Días después del incidente con Devon intentó hacer una vida normal. Pero pronto se dio cuenta de que poco servía. Era un pigmeo y por tanto creía en las maldiciones… y más si eran de un desactivador de almas. No había vuelta atrás. Nunca más daría su opinión, nunca más diría más que lo necesario.
Salió de la fábrica con la sensación de querer morir en ese instante. Llegó a la mitad del puente. Se detuvo. Miró el barranco que se abría ante él. Dudó. Volvió a dudar. Por su cabeza no pasaba absolutamente nada. No podía razonar. No podía pensar en nada. Sólo el vacío. Como el que se abría ante él. No entendía nada. siguió caminando. Llegó a su apartamento… esta vez el gruñido lo dio él. Se metió en la cama deseando despertar en otro tiempo, en otro espacio, lejos de allí.
Se volvió a despertar con el eco de las balas resonando en su cabeza. Nunca antes había tenido un sueño parecido, por qué entonces dos veces seguidas… ni idea.

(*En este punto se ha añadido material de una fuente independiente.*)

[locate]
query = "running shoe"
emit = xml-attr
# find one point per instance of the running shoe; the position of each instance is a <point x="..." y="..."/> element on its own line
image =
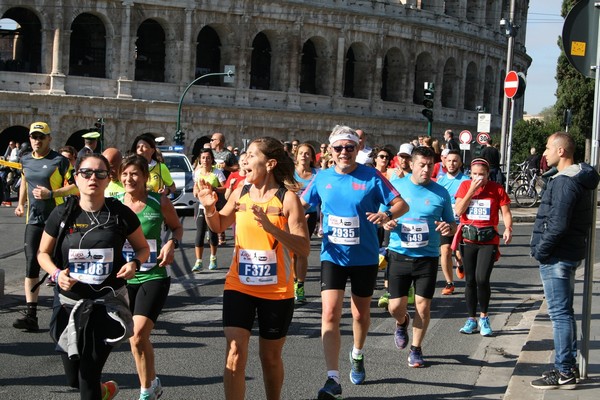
<point x="158" y="388"/>
<point x="357" y="369"/>
<point x="484" y="327"/>
<point x="411" y="295"/>
<point x="574" y="370"/>
<point x="331" y="391"/>
<point x="460" y="272"/>
<point x="555" y="380"/>
<point x="415" y="359"/>
<point x="449" y="289"/>
<point x="384" y="300"/>
<point x="213" y="263"/>
<point x="27" y="323"/>
<point x="401" y="334"/>
<point x="470" y="326"/>
<point x="109" y="390"/>
<point x="198" y="266"/>
<point x="299" y="295"/>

Cabizbajo volvió a pasar por el puente… y volvió a detenerse en la mitad… a mirar el vacío. Cruzó las puertas de la fábrica con desdén… hasta que oyó una voz familiar… DEVON! Allí estaba, hablando con Fatter al pie de la cadena de despieza, entonces parada. Sus ojos como platos. Devon lo miró y sonrío.
-Hola Huo-Lue!
-¿Os conocéis?- Exclamó Fatter.
-No.- Dijo secante Huo-Lue. Y se fue hacia su taquilla.

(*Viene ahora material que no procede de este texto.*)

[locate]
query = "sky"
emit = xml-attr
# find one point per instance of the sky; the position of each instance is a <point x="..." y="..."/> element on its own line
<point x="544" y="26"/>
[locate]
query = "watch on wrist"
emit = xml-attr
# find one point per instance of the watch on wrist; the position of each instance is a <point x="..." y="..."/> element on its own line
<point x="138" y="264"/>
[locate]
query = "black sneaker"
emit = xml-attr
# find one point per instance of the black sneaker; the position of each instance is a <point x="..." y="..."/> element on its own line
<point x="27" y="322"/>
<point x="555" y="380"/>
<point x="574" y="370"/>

-No me guardes rencor Huo, es lo que hay!
En la cabeza de Huo-Lue sólo una imagen: el puente, el vacío, el fin.
Entró en la taquilla. Recogió sus pocas pertenencias y salió por la puerta trasera… de camino hacia ninguna parte.



*Los Luokis son mamíferos del tamaño de un cerdo adulto. Su piel es extremadamente venenosa y desprende un hedor nauseabundo. En cambio, su carne es exquisita y sus ojos son un potente afrodisíaco.